Y por otra parte, el Segundo Cuerpo, que es un concepto un tanto oscuro, ya que solo es defendido comparativamente y de manera tangencial. Concepto vago del que la misma Popa afirma no saber demasiado, al sostener que “no sabemos qué es un Segundo Cuerpo, pero mientras la desconfianza sea productiva y el afecto sea real, hay un trabajo que hacer con la parte desconocida del concepto”. De nuevo, lo misterioso, lo anormal, aquello que no encuentra acomodo, aquello que hay que liberar mediante ejercicios y disciplinas que son votos o compromisos voluntarios, no obediencias inconscientes. Porque el Segundo Cuerpo debe ser entrenado para desestabilizar las series y los sistemas. Está sintonizado en la frecuencia de las pasiones.
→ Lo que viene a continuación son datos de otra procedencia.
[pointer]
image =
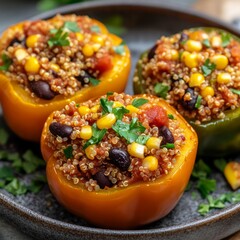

Es movido por sensaciones turbulentas, o incluso monstruosas, que le hacen perder la forma humana y ganar en una sensibilidad que es de todas las especies y todas las naturalezas juntas. El Segundo Cuerpo es un cuerpo sin identidad estable. Se transforma incesantemente, como los personajes de João Gilberto Noll que se escurre por fosas, se acuesta con su padre y se despierta con su madre. Aperturas ónticas y catástrofes varias: un agujero negro de desobediencia frente a una naturaleza que nunca es dada, que es proceso de producción e intervención política. El rechazo, como sucedía con Fluxus, de una forma de libertad prefabricada, de una libertad de corte morfológico que propone modos de vida y de consumo que incorporamos y sufrimos gozosamente. Es, precisamente, por ese llamado a investigar en otras formas de consciencia y de existencia, menos humanas y menos programadas, que Fluxus sigue interrogándonos. Es por eso que su invitación a la alineación productiva, a perderse de uno mismo y buscar la realidad de la realidad, que su proyecto estético-político no hay perdido ni un ápice de una alegría que todavía resulta revolucionaria.